元・副会長のCinema Days

映画の感想文を中心に、好き勝手なことを語っていきます。

「ジャッジ!」

2014-01-27 06:37:22 | 映画の感想(さ行)

 面白い。練りに練ったオリジナル脚本と、ライトな演出。ただ笑わせるだけではなく、浮き世の世知辛さをスパイスとして挿入するバランス感覚。的確なキャラクター配置と、それに応えるキャスティング。娯楽編としては合格点を付けたい。

 大手広告代理店の電通・・・・じゃなかった、現通に勤める若手CMプランナーの太田喜一郎は、横柄な上司から“何かと忙しいオレの身代わりとして、サンタモニカで開かれる国際広告祭の審査員を担当してこい”という無茶苦茶な命令を受ける。理由は上司の名前が大滝一郎であり、太田喜一郎と発音表記が一緒だからだ。さらに男一人で行くとゲイと間違われるということで、仕事は出来るが酒と賭け事が大好きな同僚社員の大田ひかりをニセ妻として連れて行くことにする(もちろん理由は名字の読み方が一緒だからである)。

 ところが、その広告祭には大口のクライアントである竹輪メーカーの“箸にも棒にもかからない低劣なCM”が出品されており、それを入選させなければ喜一郎はクビになるという。当然のことながら各エントリー作のレベルは高く、さらにライバル会社の博報堂・・・・じゃなかった、白風堂の手によるトヨタのハイレベルなCMも参加しており、竹輪云々が取り沙汰される余地は無い。果たして彼に打つ手はあるのか。

 何より、本作のシナリオは伏線の張り方が上手い。映画の冒頭で出てくる、喜一郎が手掛けて酷評されるエースコックのきつねうどんのCMをはじめ、謎の窓際族であるベテラン社員からのワケの分からんアドバイス、ひかりの特異な(?)行動形態、果ては喜一郎が未練がましく持ち歩いている元カノからのプレゼントに至るまで、前半に散りばめられた各モチーフがすべて終盤の展開に絡んでくるという巧みさだ。使われているギャグの数々も秀逸で、いずれも長引かせて嫌味になる寸前で切り上げているのがアッパレ。

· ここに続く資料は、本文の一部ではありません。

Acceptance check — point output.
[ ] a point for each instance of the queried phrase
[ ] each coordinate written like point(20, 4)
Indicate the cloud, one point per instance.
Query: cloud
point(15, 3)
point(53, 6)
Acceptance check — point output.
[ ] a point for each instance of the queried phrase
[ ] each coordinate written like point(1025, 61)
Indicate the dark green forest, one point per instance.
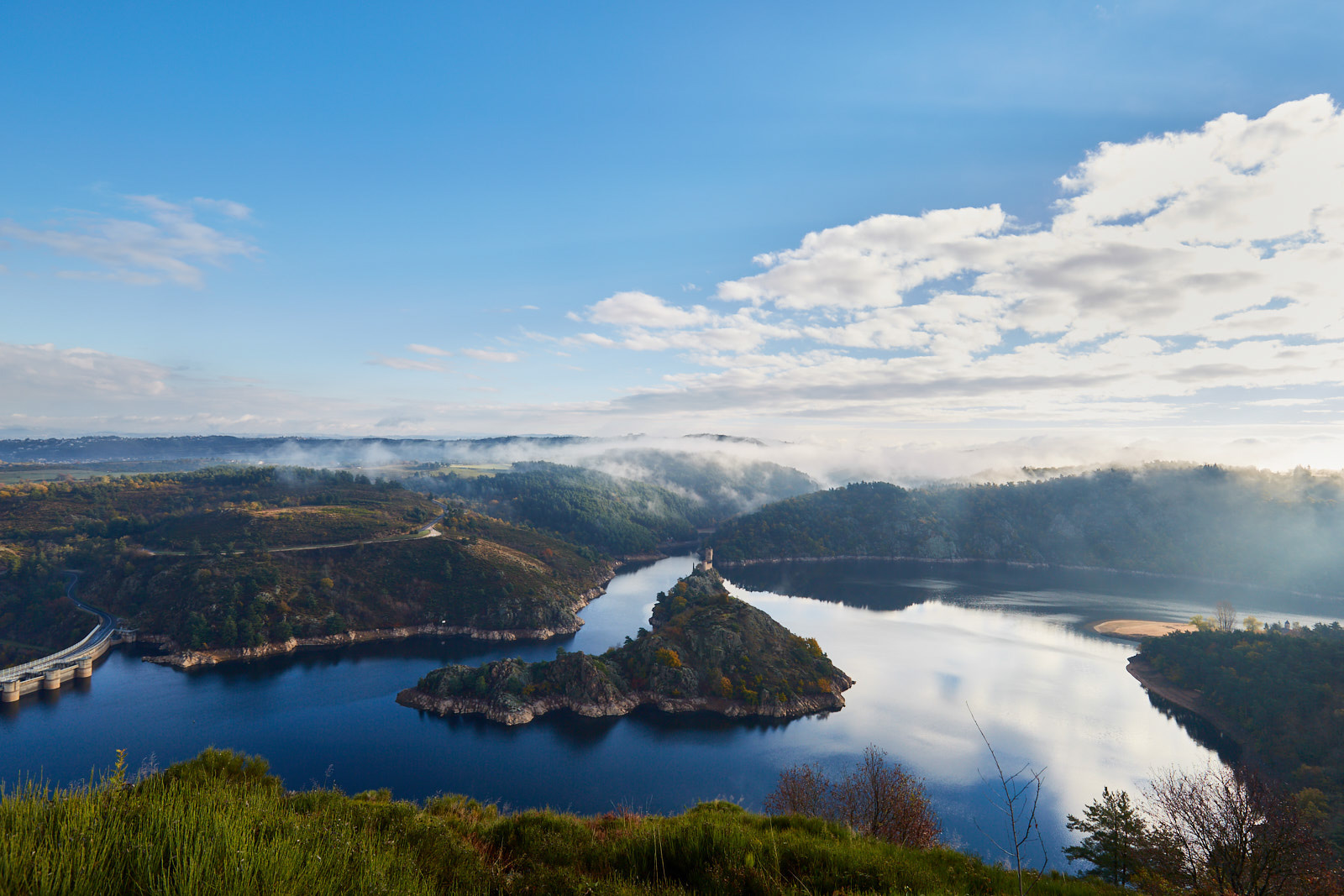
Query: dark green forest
point(1272, 528)
point(703, 644)
point(613, 515)
point(1287, 691)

 公式な広告祭とはいえ不平等がはびこり主人公達は四苦八苦するのだが、そんな中でも“CMで人を幸せにしたい”というモットーを崩さずに奮闘する喜一郎の姿勢には共感を覚える。監督の永井聡も脚本の澤本嘉光もCM畑の出身だからこそ、そこで働く者達の哀歓を掬い上げることに長けているのだろう。

 主演の妻夫木聡は絶好調で、今のところ“ヘナチョコ青年”を演じさせれば彼の右に出る者はいない(爆)。ヒロインに扮する北川景子も“ゴーマンのようで実はカワイイ”というオイシイ役どころを楽しそうに演じている。リリー・フランキーや鈴木京香、豊川悦司、荒川良々といった脇の面子もそれぞれ得意分野での見せ場を与えられていて納得出来る。個人的には、一発ギャグのためにワンポイントで出演した松本伊代がウケた。外国人のキャストも大挙して出てくるのだが、それらの扱いにもボロは出していない。

 それにしても、豊川が演じる大滝一郎の“無茶と書いてチャンスと読む”という決めゼリフは奥深いものがある。私も機会があれば使ってみたい(苦笑)。